Thank you! This and The Red Shoes are both currently on Tubi, which seems like a great place to start.
Growing up a lot of the movies that landed on PBS were from the 30s and 40s, so I know quite a few of those, some of the terrible B-movies that ended up on afternoon TV randomly and MST3K, and then a lot of gaps until the 70s.
Great movie, though there was less dancing and carneval music than I expected.
Someday I need to actually watch all of Black Orpheus.
Beautiful, thoughtful write-up. I’ve been meaning to see this for a long time (and to read the book, since I adore In This House of Brede). And it would be great to see Sabu in something again—it’s been too long since I watched The Thief of Bagdad.
Thank you! It’s really a stunning movie. I’ve asked for the book on interlibrary loan.
He’s so charming. One of the few characters who escapes the movie relatively unscathed.
I genuinely love the diplomatic description of the translator as a “young man” — he’s, what, ten at the oldest, maybe as young as six? And that’s such a brilliant way to underline the absurdity of these nuns trying to live in Mopu despite their complete apathy to everything about it.

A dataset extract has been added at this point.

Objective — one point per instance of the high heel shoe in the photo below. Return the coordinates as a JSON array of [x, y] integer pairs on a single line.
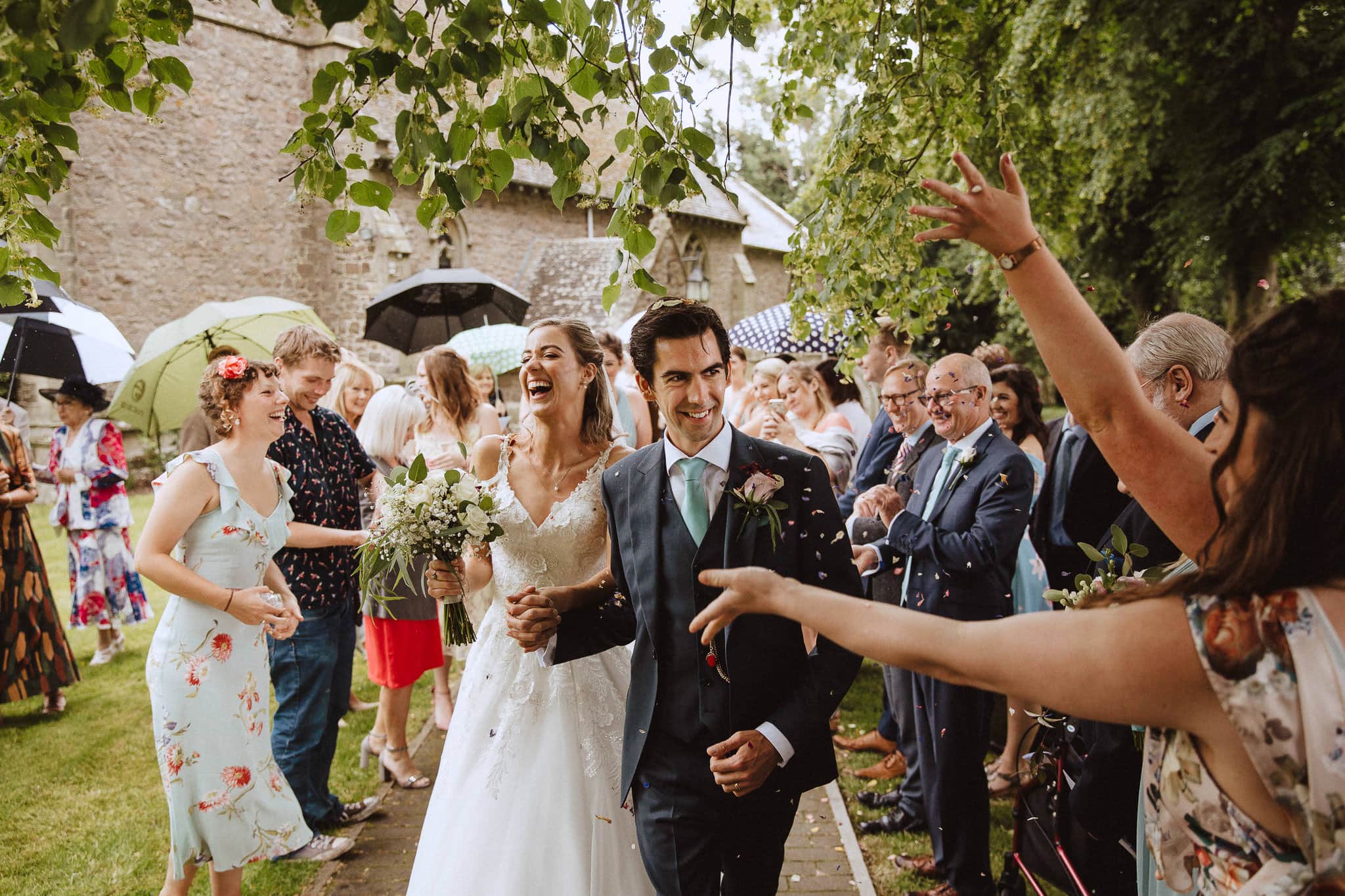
[[366, 748], [414, 781], [443, 707]]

I think they ask him how old he is at some point, but I don’t remember – elementary school age, anyway. He’s the most essential thing in the school and clinic and consistently gets treated as an afterthought. (Lovely acting performance from Eddie Whaley Jr., either way; I love the scene where he’s teaching the children about military equipment while Sister Ruth moons out the window. Was that on the curriculum? How much has that kid gotten away with?!)